But back to Lovecraft. I first read him when I was 13 years old—and may I suggest that the best time to first read Lovecraft is during your teenage years? At a time when you cannot contemplate a world past what Sally Jo Finklestein thinks of the joke you made in math class today, having an author get into your head who’s message is one of entropy, decay, and the fact that humanity is so much a flyspeck in an uncaring universe can be both terrifying and liberating.

What it didn’t make me want to do was go beat up black people. Neither did Robert E. Howard, another writer frequently thrown under the bus for his beliefs. Ditto Edgar Rice Burroughs. Again, the take away for me was very different. Or maybe it wasn’t so different from everyone else. Once it was pointed out to me that Lovecraft was xenophobic, “The Horror at Red Hook” suddenly made perfect sense. Hand in hand with that was the more ubiquitous fear of miscenegation. Now the Deep Ones in “The Shadow Over Innsmouth” had a more sinister undertone—from Lovecraft’s point of view, that is.

Lovecraft was trying to scare us. And he tried to scare us with what scared him. But in the end, it wasn’t how he felt about blacks or Jews that lives on after his death. Don’t believe me? Google “Cthulhu merchandise.” Go on, I’ll wait. Now click on the “Images” tab. What just popped up on your screen? Plush, stuffed dolls? Dice bags? Games? Hats? Bumper stickers? Look closely at all of that merchandise and see if you can find the word “Nigger” on any of it. No, let me save you the trouble. You won’t.

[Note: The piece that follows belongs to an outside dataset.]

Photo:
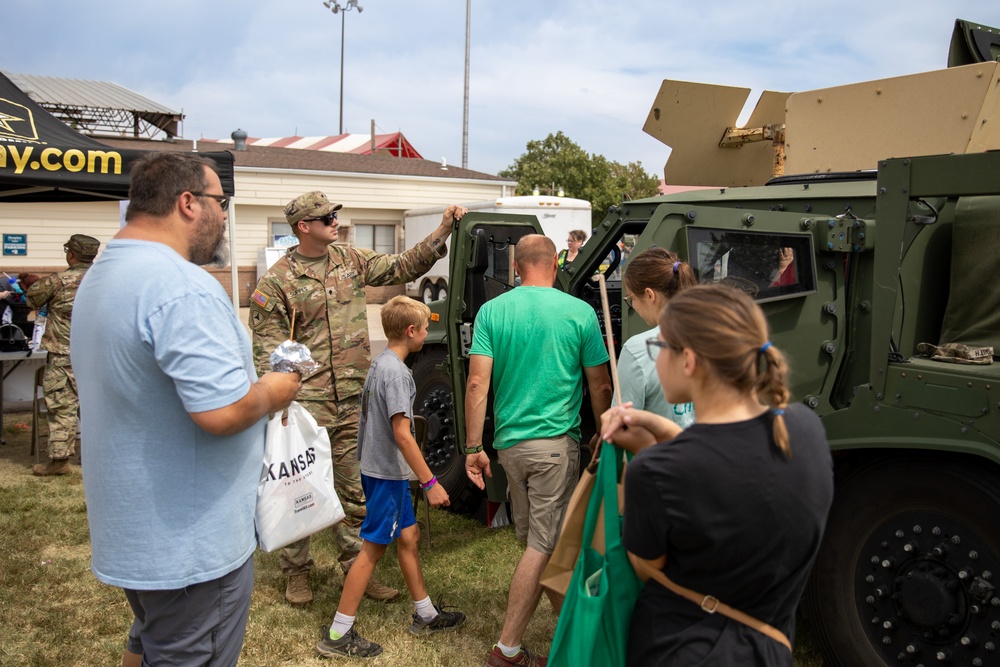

Lovecraft’s legacy is not his views of anyone who was different from him. It was his magnum opus, “The Call of Cthulhu” and the pop culture juggernaut that it spawned. The word “Lovcraftian” has become synonymous with “a myriad of tentacles.”  Sure, we can read something into that, too, I suppose…but really, I find all of this knee-jerk tar and feathering a bit tedious, and moreover, a little insulting.

Jack London is still taught in schools across the country. White Fang and The Call of the Wild are standards in middle school. His short stories about boxing are considered classics.  And yet, Jack London was vocally and verbally opposed to a black heavyweight boxing champion, and wrote a number of articles that ran in Hearst newspapers across the country urging Jim Jeffries to come out of retirement and “wipe the golden smile off of Johnson’s face.”

And yet, no one is calling for London’s works to be pulled from the shelves. Wasn’t he, too, a racist? Of course, he wasn’t the only one, and certainly not in the first two decades of the twentieth century. He was merely stating in print what the vast majority of white men in this country already thought. He was, inarguably, of his time and place.  

Bottom line: the writers who survived the pulp jungles did so because there was something in their work that would not let it die. There was something about what they wrote that spoke to, and continues to speak to, new generations of people. There are bound to be some rough edges to the work. After all, we’re talking about material written before World War II, before the Nuremberg trials, before the introduction of The Great Society in 1964, before the inauguration of Barak Obama in 2008. It can seem far removed from our modern world, but it’s not. It was only 50 years ago that the Civil Rights Movement brought the idea of equal rights for blacks into the mainstream. In other words, my dad’s generation. We are not so far along as people think. But my question to you is this: will condemning pulp authors for racism move us further down that path?

I don’t know if this will add anything to the debate, or if I’m suddenly going to be called a racist for not agreeing that the statue needs to be changed. But if anyone wants to pile on, do so in the comments.